The company’s shares fell 9 percent as it also missed third-quarter earnings forecasts.
Geberit, which supplies pipes and fittings for plumbers and makes toilets with bidet functions, is seen as a key indicator of the health of the broader construction industry in Europe.
It said it expects greater volatility in the months ahead due to fears that rising trade tensions between the United States and China could spill into the broader economy where new building projects could be paused or scrapped.
U.S. President Donald Trump on Monday warned that he has billions of dollars worth of new tariffs ready to slap on China if a deal with Beijing is not possible.
Although Geberit said it did not expect the building sector to turn negative as a result of these tensions, it forecast slightly lower growth in the coming quarters.
“We are seeing more volatility in local building industries that is very much driven by the uncertainties around the development of the global economy on the back of trade war-related uncertainties,” Chief Executive Christian Buhl said.
“Overall I don’t expect a negative building industry, it is a more volatile industry with lower growth rates in selected markets,” Buhl said.
He also said tightening monetary policy as well as economic instability in countries like Turkey, Russia and South Africa was weighing on building projects.
Geberit’s third-quarter sales in Russia fell by 19 percent and in the Gulf region by 27 percent following increases in the first half.
Sales in Scandinavia, Austria, France and Benelux also fell during the quarter and are expected to remain difficult, the company said.
Geberit depends on Europe for 92 percent of its sales and said it expected conditions to also be tough in Britain given uncertainty about the terms of the country’s exit from the European Union, and in Italy where the anti-establishment government is at loggerheads with the EU over its budget.
The company’s stock was the worst performer of the STOXX Europe 600 Construction Index after it said third-quarter net profit rose to 145.6 million Swiss francs ($145 million), short of a Reuters poll forecast of 160 million francs.

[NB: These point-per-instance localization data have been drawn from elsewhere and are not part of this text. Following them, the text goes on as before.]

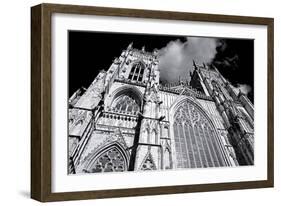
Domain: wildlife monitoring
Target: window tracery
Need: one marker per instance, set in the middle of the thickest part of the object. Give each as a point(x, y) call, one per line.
point(137, 71)
point(110, 160)
point(196, 142)
point(125, 104)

Sales of 740.7 million francs also missed forecasts for 760 million francs.
“Geberit has a strong presence in many markets and they are a well-run company, so when they say growth is slowing down it is likely to be an issue for the whole building industry and not just Geberit,” said Bernd Pomrehn, an analyst at Bank Vontobel in Zurich.
“The slowdown is very likely to affect other building companies, particularly those in the new build and residential sectors, which are more likely to be affected than renovation which is traditionally more resilient.”